Implementing Zero Trust may seem daunting, but the good news is that you are probably farther along than you think. In this blog series, Broadcom Software will look at the key factors to consider when implementing a Zero Trust framework.
In a blog entitled, “The Definition of Modern Zero Trust” published earlier this year, Forrester Senior Research Analyst David Holmes and Senior Analyst Jess Burn wrote, “Zero Trust is an information security model, one that can be worked toward but without an ultimate end state, that denies access to applications and data by default. All entities are untrusted by default; least privilege access is enforced; and comprehensive security monitoring is implemented.”
You may manage a device or person or program, but that doesn’t mean you should inherently trust it. Understanding how an entity is accessing your environment is a critical step in your Zero Trust journey.
Bracing for the velocity of change
Forty years ago, most information resided in mainframes, and still does, and accessing those machines wasn’t complicated but was often restricted to dedicated devices. Today, copies of your data are everywhere – in addition to mainframes, data resides on corporate and personal devices, on-prem and hybrid multi-cloud systems, and much more. There also has been unprecedented device sprawl over the last few years, with mobile devices, phones, and laptops proliferating as the world adapted to remote work. In fact, Gartner predicted the global device installed base will reach 6.4 billion units in 2022, up 3.2% from 2021.
At the same time, we have seen a proliferation of sophisticated fraud tools and techniques by today’s adversaries. Just think about the number of times that people reach out to you as an individual to compromise and steal your credentials and information. Vishing, pharming, whaling and every other form of phishing continue to be highly successful– and corporations are a prime target. One of the biggest security challenges in the world today is minimizing employees’ susceptibility to increasingly sophisticated attacks – and mitigating the impact when employees invariably make mistakes.
But verifying the identity of the user is not enough. In a recent interview with Government Computer News (GCN), Lester Godsey, chief information security officer for Maricopa County, Arizona, stressed that identity isn’t just who you are – it also refers to devices, services and functions. “You want to know what services need to talk to other services in the environment, so this concept of identity runs the gamut,” Godsey said.
Ask yourself: Who are your users? Where are they – e.g., are they on the network? Are they remote? What devices are they using? Where are they trying to get to? and where are they going? Is it an asset that is in my corporate network or someplace else?

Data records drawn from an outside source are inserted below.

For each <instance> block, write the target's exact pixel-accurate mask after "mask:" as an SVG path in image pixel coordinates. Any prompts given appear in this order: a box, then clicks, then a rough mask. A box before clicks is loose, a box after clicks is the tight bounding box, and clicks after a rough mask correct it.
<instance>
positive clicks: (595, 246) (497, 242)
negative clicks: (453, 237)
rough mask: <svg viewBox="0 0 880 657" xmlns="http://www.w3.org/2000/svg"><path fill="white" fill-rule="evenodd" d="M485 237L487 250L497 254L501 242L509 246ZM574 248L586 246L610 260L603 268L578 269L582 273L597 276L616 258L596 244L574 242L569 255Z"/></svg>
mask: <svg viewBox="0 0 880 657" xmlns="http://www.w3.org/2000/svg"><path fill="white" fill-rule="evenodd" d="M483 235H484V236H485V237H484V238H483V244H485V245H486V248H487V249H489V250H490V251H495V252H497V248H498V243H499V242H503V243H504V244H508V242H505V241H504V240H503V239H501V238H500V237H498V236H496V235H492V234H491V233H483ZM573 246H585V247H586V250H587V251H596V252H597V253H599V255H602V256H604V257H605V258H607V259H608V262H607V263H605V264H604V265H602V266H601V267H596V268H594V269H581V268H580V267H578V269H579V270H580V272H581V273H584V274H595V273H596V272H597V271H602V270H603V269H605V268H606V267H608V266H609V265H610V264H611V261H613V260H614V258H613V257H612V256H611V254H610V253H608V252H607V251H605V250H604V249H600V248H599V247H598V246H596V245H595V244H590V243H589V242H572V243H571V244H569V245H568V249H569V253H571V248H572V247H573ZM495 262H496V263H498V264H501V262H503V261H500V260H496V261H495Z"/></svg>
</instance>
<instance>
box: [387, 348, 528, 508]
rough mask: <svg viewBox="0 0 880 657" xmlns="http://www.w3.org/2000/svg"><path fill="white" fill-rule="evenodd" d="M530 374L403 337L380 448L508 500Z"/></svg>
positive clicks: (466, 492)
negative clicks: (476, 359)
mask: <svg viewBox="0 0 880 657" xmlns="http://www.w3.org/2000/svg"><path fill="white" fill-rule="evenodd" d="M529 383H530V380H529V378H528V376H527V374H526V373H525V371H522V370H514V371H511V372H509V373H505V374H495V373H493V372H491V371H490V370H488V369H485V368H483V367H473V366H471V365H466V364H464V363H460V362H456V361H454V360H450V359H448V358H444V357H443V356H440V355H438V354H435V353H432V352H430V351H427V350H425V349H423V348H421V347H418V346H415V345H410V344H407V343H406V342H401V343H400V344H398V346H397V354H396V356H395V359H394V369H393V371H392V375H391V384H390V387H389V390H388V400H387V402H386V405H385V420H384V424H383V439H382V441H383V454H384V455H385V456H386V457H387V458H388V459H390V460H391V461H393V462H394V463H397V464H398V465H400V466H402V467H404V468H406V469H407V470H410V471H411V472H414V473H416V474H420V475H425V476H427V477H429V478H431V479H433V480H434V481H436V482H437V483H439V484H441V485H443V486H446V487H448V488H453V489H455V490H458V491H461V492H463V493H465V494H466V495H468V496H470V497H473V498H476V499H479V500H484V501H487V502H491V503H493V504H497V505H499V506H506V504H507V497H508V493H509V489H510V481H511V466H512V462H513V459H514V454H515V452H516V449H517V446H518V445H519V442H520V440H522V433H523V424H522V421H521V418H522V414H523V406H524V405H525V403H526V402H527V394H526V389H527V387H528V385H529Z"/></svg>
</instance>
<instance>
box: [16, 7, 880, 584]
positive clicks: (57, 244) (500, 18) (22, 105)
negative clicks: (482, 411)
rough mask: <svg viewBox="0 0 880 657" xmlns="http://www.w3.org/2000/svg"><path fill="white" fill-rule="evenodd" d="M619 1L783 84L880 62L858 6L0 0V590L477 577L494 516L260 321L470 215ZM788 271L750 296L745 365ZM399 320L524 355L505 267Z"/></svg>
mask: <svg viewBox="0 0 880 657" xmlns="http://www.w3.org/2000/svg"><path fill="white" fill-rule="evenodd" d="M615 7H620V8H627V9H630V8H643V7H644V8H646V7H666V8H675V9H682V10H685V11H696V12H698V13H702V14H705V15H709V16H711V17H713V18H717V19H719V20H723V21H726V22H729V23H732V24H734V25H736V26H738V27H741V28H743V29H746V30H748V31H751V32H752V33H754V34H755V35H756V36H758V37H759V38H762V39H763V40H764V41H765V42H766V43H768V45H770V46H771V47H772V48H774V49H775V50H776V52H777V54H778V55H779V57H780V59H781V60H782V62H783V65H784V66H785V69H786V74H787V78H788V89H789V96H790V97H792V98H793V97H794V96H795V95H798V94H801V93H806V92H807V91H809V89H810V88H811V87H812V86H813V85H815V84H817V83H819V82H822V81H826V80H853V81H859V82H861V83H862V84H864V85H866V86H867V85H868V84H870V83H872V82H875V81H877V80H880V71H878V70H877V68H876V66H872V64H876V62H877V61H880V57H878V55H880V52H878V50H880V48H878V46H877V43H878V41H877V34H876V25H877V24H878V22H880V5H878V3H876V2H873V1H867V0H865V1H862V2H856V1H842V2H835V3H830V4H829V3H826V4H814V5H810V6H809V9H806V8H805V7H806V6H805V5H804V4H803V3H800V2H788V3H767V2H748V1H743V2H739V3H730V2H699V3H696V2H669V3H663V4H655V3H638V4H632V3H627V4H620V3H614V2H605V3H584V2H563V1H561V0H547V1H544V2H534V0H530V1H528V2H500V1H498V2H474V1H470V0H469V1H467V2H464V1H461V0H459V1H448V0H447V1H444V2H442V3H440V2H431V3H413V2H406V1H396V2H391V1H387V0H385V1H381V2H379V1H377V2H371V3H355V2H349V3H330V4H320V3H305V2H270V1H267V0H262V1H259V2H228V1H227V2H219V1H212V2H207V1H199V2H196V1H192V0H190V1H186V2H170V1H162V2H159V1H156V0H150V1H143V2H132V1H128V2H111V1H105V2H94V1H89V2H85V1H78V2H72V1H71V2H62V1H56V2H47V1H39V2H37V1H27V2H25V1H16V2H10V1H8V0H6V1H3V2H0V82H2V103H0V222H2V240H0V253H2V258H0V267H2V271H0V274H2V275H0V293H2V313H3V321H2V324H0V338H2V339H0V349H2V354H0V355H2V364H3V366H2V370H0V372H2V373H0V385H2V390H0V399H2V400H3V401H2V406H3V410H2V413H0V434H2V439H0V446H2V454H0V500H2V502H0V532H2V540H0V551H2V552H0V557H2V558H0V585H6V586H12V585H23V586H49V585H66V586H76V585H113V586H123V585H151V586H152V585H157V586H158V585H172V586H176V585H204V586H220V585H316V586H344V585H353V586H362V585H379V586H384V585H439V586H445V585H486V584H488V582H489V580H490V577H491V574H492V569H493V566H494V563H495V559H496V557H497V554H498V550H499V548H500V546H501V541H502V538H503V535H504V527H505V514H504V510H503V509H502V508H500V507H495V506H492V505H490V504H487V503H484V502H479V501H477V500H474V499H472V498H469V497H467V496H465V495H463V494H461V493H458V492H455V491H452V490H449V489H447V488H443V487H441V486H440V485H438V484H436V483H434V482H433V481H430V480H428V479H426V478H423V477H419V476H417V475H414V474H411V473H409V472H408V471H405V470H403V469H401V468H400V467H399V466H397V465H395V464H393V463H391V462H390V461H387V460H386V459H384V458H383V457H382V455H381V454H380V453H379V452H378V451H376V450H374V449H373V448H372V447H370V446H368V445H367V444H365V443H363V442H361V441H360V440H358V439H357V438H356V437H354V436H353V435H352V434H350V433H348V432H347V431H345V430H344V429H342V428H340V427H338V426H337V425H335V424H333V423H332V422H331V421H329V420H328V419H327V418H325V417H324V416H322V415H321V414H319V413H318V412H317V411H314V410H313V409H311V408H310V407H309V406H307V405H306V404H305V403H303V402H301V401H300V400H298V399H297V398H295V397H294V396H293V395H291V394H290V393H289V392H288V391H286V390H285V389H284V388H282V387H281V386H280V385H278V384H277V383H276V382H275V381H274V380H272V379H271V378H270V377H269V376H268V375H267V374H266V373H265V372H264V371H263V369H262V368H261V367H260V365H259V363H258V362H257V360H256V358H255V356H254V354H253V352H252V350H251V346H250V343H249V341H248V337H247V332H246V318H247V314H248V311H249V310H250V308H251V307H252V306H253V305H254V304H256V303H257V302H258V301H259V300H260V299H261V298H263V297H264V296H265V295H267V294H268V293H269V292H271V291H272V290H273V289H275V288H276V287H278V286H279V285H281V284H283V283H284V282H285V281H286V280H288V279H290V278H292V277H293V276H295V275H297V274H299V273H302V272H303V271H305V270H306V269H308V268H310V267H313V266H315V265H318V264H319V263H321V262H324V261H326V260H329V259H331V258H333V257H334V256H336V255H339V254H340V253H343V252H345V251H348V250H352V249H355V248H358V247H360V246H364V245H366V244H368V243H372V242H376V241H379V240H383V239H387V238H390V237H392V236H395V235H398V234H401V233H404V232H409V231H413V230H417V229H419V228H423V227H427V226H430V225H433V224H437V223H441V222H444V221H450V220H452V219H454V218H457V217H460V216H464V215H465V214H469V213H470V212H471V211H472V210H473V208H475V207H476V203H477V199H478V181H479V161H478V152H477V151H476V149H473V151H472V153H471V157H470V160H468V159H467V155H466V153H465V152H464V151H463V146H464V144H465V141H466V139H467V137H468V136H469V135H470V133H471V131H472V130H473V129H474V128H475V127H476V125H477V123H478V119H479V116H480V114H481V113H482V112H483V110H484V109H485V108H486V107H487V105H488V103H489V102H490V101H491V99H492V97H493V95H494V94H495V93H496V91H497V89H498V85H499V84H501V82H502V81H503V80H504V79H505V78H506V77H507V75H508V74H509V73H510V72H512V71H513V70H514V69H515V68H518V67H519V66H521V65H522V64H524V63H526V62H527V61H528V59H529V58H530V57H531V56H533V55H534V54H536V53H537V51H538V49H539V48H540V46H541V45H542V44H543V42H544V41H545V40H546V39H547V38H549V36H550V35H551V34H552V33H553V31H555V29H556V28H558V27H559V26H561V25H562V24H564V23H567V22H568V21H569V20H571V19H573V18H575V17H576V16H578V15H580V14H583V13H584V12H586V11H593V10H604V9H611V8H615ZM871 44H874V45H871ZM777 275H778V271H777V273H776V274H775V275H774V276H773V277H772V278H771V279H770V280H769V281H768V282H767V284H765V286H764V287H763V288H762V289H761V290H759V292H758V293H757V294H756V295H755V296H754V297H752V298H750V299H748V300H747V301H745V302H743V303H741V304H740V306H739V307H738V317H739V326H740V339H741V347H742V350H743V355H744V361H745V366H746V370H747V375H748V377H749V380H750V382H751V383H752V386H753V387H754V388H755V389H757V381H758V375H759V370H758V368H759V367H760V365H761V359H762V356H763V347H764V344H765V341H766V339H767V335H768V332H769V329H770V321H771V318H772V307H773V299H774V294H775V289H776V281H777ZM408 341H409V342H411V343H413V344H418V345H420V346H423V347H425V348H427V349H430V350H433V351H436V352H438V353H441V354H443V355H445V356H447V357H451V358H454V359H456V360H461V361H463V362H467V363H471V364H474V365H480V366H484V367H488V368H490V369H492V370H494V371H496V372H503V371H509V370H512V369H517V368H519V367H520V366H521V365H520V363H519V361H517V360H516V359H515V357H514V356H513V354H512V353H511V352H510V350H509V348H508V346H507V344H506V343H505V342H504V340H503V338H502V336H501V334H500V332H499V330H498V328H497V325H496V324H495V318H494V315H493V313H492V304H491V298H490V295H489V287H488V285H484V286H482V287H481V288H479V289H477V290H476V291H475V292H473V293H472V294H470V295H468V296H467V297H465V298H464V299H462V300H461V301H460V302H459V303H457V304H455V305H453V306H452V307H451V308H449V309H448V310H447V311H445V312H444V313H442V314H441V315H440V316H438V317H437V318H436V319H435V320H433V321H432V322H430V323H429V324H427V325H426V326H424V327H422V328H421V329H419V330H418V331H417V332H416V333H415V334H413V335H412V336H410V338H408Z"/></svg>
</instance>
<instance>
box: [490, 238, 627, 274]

“Never Trust, Always Verify” starts with visibility
From a technology perspective, continuous monitoring and privilege access management play key roles in Zero Trust implementation. Zero Trust starts with visibility – however, many security teams don’t know what they’re securing. In the past, they haven’t needed to know. It’s been the responsibility of application administrators and data stewards to manage the assets. Today, security teams need to understand: What is the entity using to access the environment? Is it managed or unmanaged? What is on the device?

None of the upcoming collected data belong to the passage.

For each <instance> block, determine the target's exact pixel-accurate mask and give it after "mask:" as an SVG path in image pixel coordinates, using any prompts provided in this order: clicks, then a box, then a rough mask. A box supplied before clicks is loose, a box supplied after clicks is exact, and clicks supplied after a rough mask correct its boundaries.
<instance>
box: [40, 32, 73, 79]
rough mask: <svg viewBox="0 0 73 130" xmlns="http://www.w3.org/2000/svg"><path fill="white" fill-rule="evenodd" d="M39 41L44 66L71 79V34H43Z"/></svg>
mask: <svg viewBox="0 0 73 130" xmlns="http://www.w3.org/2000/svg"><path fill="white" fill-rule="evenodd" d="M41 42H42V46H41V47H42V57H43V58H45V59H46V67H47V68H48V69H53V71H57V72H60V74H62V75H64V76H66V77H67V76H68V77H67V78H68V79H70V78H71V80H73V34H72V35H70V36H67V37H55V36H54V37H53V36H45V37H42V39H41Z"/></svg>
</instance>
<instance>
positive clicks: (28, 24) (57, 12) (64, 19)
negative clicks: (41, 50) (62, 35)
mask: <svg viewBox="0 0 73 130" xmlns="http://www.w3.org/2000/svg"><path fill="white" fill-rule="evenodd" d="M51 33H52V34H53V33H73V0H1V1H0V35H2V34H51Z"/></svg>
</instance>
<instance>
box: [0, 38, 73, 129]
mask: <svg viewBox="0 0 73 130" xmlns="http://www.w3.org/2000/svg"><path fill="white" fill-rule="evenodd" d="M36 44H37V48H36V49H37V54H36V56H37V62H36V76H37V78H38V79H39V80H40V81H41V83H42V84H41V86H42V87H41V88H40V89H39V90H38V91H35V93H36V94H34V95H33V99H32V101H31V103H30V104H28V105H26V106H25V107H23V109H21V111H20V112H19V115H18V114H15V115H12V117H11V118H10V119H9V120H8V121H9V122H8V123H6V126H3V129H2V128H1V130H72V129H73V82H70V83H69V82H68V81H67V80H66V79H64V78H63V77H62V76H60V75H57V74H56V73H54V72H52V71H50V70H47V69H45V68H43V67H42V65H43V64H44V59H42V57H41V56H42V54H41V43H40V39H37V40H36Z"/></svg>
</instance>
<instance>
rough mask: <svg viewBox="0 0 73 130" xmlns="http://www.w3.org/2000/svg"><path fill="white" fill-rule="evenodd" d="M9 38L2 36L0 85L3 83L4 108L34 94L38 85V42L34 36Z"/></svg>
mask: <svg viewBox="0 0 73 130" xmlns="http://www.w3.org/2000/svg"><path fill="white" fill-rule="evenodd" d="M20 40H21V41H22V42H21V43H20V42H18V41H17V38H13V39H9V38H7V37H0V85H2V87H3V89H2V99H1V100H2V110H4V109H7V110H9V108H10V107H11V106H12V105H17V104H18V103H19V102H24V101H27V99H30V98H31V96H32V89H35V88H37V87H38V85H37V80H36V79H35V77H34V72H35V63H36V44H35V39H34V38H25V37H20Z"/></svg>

There are some security tools like Cloud Security Access Brokers (CSAB) and Data Loss Prevention (DLP) that can help provide that needed visibility. But security solutions are not enough. A successful Zero Trust implementation also requires basic governance and risk management – once offloaded to other teams, it now needs to be integrated and brought together.
Collaboration is key
The five-year security plan that you built in 2018 and 2019 might not be what you need now. Re-evaluate the assumptions you built in your original plan to see if they are still valid. Has anything changed regarding normal user behavior patterns? What does the threat landscape look like? What is the access situation for your users today?

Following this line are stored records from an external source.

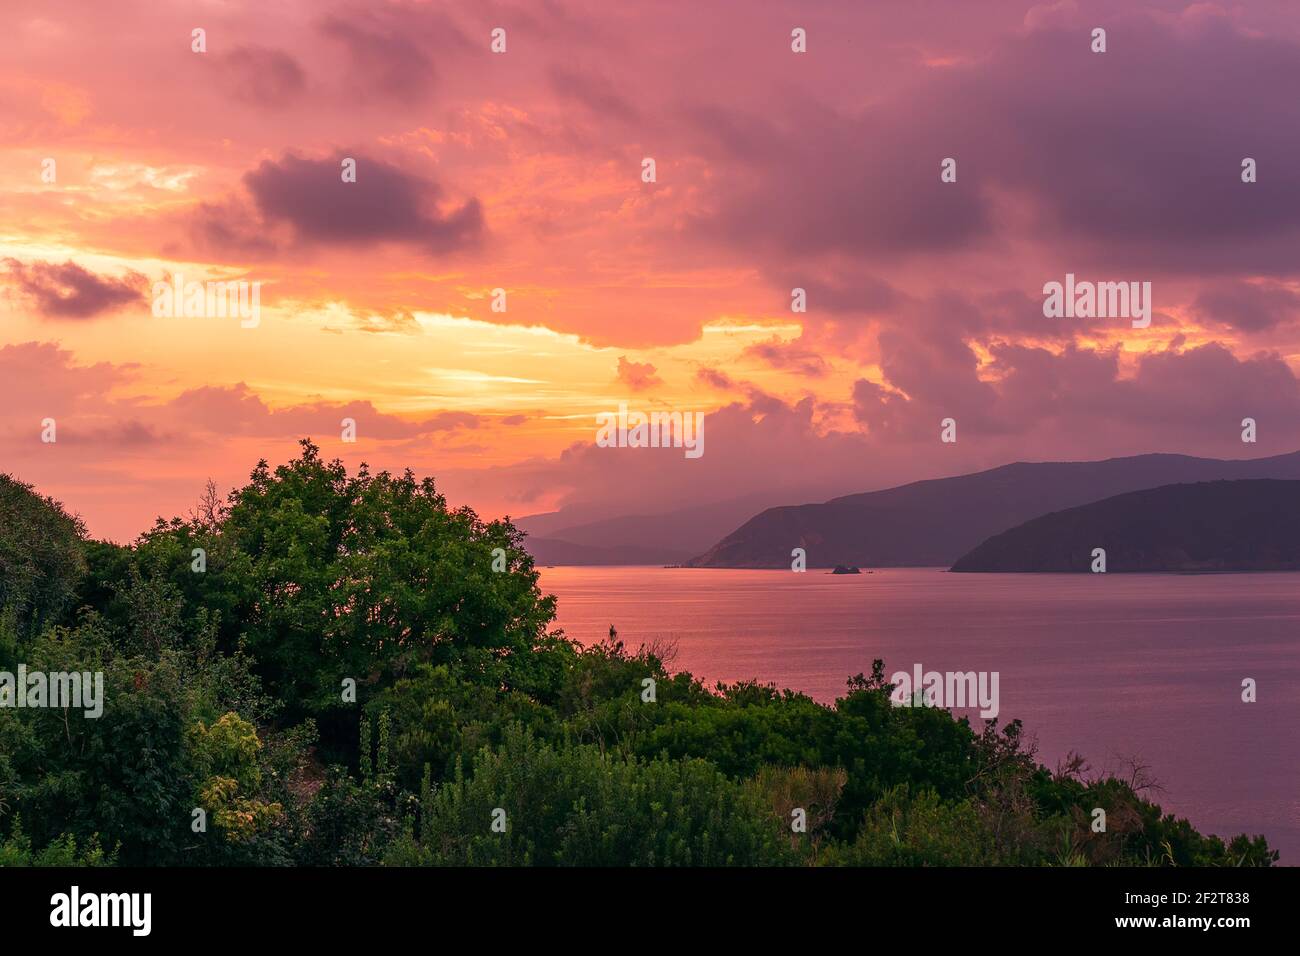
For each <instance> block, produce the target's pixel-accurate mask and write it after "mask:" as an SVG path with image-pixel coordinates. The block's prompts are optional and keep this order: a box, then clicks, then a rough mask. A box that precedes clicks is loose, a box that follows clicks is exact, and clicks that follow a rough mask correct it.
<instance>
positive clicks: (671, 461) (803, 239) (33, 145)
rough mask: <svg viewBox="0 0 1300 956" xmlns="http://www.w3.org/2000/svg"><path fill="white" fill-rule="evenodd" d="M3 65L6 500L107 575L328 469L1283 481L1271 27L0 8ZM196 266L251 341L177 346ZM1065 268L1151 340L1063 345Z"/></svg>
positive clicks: (1294, 89) (843, 481) (1043, 10)
mask: <svg viewBox="0 0 1300 956" xmlns="http://www.w3.org/2000/svg"><path fill="white" fill-rule="evenodd" d="M0 26H3V30H0V319H3V323H0V471H5V472H10V473H13V475H16V476H17V477H19V479H22V480H25V481H29V483H31V484H34V485H36V488H38V489H39V490H42V492H43V493H47V494H52V496H53V497H56V498H59V499H60V501H62V502H64V503H65V505H66V506H68V507H69V509H70V510H72V511H75V512H79V514H81V515H82V516H83V518H85V520H86V523H87V525H88V528H90V531H91V532H92V533H94V535H98V536H108V537H113V538H116V540H130V538H131V537H134V536H135V535H136V533H139V532H140V531H143V529H146V528H147V527H148V525H149V524H151V523H152V520H153V518H155V516H157V515H165V516H170V515H174V514H183V512H185V511H187V510H188V509H190V507H191V506H192V505H194V502H195V501H196V499H198V497H199V493H200V492H201V489H203V484H204V481H205V480H207V479H208V477H212V479H213V480H216V481H217V484H218V485H220V486H222V489H229V488H231V486H233V485H235V484H238V483H240V481H242V480H243V479H246V477H247V473H248V471H250V470H251V468H252V467H253V466H255V464H256V462H257V459H259V458H266V459H268V460H269V462H270V463H272V464H276V463H279V462H283V460H286V459H289V458H291V457H292V455H294V454H295V451H296V446H295V442H296V440H298V438H300V437H304V436H311V437H312V438H313V440H315V441H317V442H318V444H320V445H321V447H322V451H324V453H325V454H326V455H329V457H334V455H338V457H341V458H343V459H344V460H346V462H348V464H350V466H355V464H357V463H360V462H363V460H365V462H368V463H369V464H370V466H372V468H391V470H399V468H403V467H408V466H409V467H411V468H413V470H415V471H416V472H417V473H419V475H426V473H432V475H434V476H435V477H437V480H438V483H439V486H441V488H442V489H443V490H445V492H446V494H447V496H448V499H450V501H451V502H452V503H454V505H471V506H473V507H474V509H477V510H478V511H480V512H482V514H485V515H487V516H495V515H500V514H511V515H516V516H519V515H528V514H534V512H542V511H550V510H555V509H556V507H569V509H573V510H575V512H578V511H581V512H590V514H650V512H659V511H668V510H673V509H679V507H688V506H694V505H702V503H708V502H712V501H724V499H728V498H735V497H740V496H750V494H764V496H770V497H771V498H772V499H774V502H775V501H790V502H792V503H793V502H797V501H802V499H806V498H810V497H828V496H831V494H836V493H849V492H861V490H868V489H874V488H881V486H885V485H891V484H897V483H900V481H904V480H913V479H919V477H932V476H939V475H950V473H959V472H965V471H972V470H976V468H983V467H991V466H996V464H1002V463H1005V462H1011V460H1018V459H1035V460H1041V459H1082V458H1104V457H1110V455H1121V454H1136V453H1144V451H1179V453H1188V454H1204V455H1214V457H1223V458H1253V457H1262V455H1270V454H1281V453H1286V451H1294V450H1297V449H1300V386H1297V380H1296V372H1297V369H1300V242H1297V239H1300V95H1297V90H1300V9H1297V7H1296V4H1295V3H1292V0H1252V1H1251V3H1248V4H1247V3H1242V4H1213V3H1197V4H1186V3H1145V1H1143V0H1115V1H1114V3H1106V1H1101V3H1084V0H1078V3H1075V0H1062V1H1060V3H1045V4H1039V5H1032V4H1030V3H1024V1H1023V0H1021V1H1019V3H1010V1H1004V0H996V1H995V0H980V1H979V3H965V1H962V3H958V1H956V0H954V1H953V3H928V1H926V0H915V1H907V0H880V1H879V3H848V0H844V1H840V3H815V1H809V0H800V1H792V3H764V1H763V0H749V1H746V3H738V1H737V3H707V4H705V3H698V1H690V3H675V1H672V0H655V1H654V3H650V1H649V0H646V1H633V0H628V1H627V3H611V1H610V0H598V1H593V3H576V1H573V3H571V1H568V0H563V1H562V0H533V1H529V3H517V4H508V3H491V1H482V0H474V1H473V3H471V1H468V0H467V1H464V3H416V1H403V3H381V1H378V0H370V1H369V3H339V4H331V3H326V1H324V0H296V1H295V0H285V1H274V0H247V1H244V0H211V1H207V3H200V1H195V3H186V1H183V0H174V1H169V3H157V1H156V0H153V1H149V3H146V1H143V0H113V1H112V3H98V1H92V0H82V1H79V3H61V1H59V0H39V1H32V3H29V1H27V0H5V4H4V8H3V12H0ZM196 27H201V29H203V30H204V31H205V44H207V49H205V52H201V53H196V52H194V51H192V49H191V43H192V40H191V31H192V30H194V29H196ZM494 27H502V29H504V30H506V36H507V51H506V52H504V53H494V52H493V51H491V48H490V44H491V31H493V29H494ZM796 27H802V29H805V30H806V33H807V52H806V53H796V52H792V49H790V31H792V30H793V29H796ZM1093 27H1104V29H1105V30H1106V42H1108V49H1106V52H1105V53H1093V52H1092V51H1091V31H1092V30H1093ZM343 157H352V159H355V160H356V166H357V179H356V182H355V183H344V182H342V181H341V176H339V168H341V165H339V164H341V160H342V159H343ZM646 157H653V159H654V160H655V166H656V181H655V182H653V183H646V182H642V176H641V172H642V160H643V159H646ZM945 157H954V159H956V160H957V169H958V177H957V182H952V183H944V182H941V181H940V163H941V160H943V159H945ZM1244 157H1252V159H1255V160H1256V163H1257V169H1258V181H1257V182H1255V183H1243V182H1242V161H1243V159H1244ZM48 159H53V160H55V169H56V179H55V181H53V182H47V181H44V179H43V176H42V172H43V168H45V165H44V161H45V160H48ZM175 273H181V274H183V276H185V278H186V280H200V281H203V280H211V278H242V280H247V281H251V282H252V281H257V282H261V284H263V289H261V304H263V310H261V321H260V324H259V325H257V326H256V328H242V326H240V324H239V321H238V320H237V319H229V317H155V316H153V313H152V310H151V286H152V284H153V282H155V281H159V280H168V281H170V278H172V277H173V276H174V274H175ZM1066 273H1075V274H1076V276H1078V277H1079V278H1080V280H1093V281H1149V282H1151V284H1152V287H1153V302H1154V317H1153V320H1152V324H1151V326H1149V328H1147V329H1134V328H1131V325H1130V321H1128V320H1127V319H1093V320H1089V319H1045V317H1044V315H1043V285H1044V284H1045V282H1049V281H1062V280H1063V278H1065V274H1066ZM796 286H798V287H803V289H806V290H807V312H806V313H796V312H792V310H790V290H792V289H793V287H796ZM498 287H499V289H504V290H506V293H507V311H504V312H493V311H491V308H490V303H491V290H493V289H498ZM620 402H627V403H628V405H629V406H632V407H636V408H645V410H647V411H649V410H655V408H663V410H676V411H703V412H706V427H705V431H706V453H705V455H703V457H702V458H699V459H695V460H690V459H686V458H685V457H684V455H681V454H680V451H677V453H673V451H671V450H627V449H598V447H595V446H594V438H595V416H597V415H598V414H601V412H604V411H610V410H615V408H617V405H619V403H620ZM948 416H952V418H954V419H956V420H957V423H958V425H957V427H958V441H957V444H956V445H945V444H941V442H940V441H939V436H940V420H941V419H944V418H948ZM1247 416H1249V418H1255V419H1256V420H1257V421H1258V442H1257V444H1255V445H1245V444H1243V442H1242V440H1240V433H1242V427H1240V421H1242V419H1243V418H1247ZM45 418H53V419H55V420H56V423H57V441H56V442H55V444H44V442H42V441H40V433H42V425H40V423H42V420H43V419H45ZM343 418H354V419H355V420H356V423H357V440H356V442H355V444H344V442H343V441H342V440H341V425H339V423H341V420H342V419H343Z"/></svg>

To effectively implement Zero Trust, you need to involve the whole business. As part of your plan building, be sure to establish ongoing cross-team communications with all necessary stakeholders to ensure you have visibility into future business decisions. Too often stakeholders make decisions on services and how they’re going to share their data without the security team’s input. As a result, the security team is often playing catchup and doesn’t have the authority to tell these people that they can’t do something. If other people are spending the money and the security team is not involved in those decisions, you are inherently not going to know what you need to secure.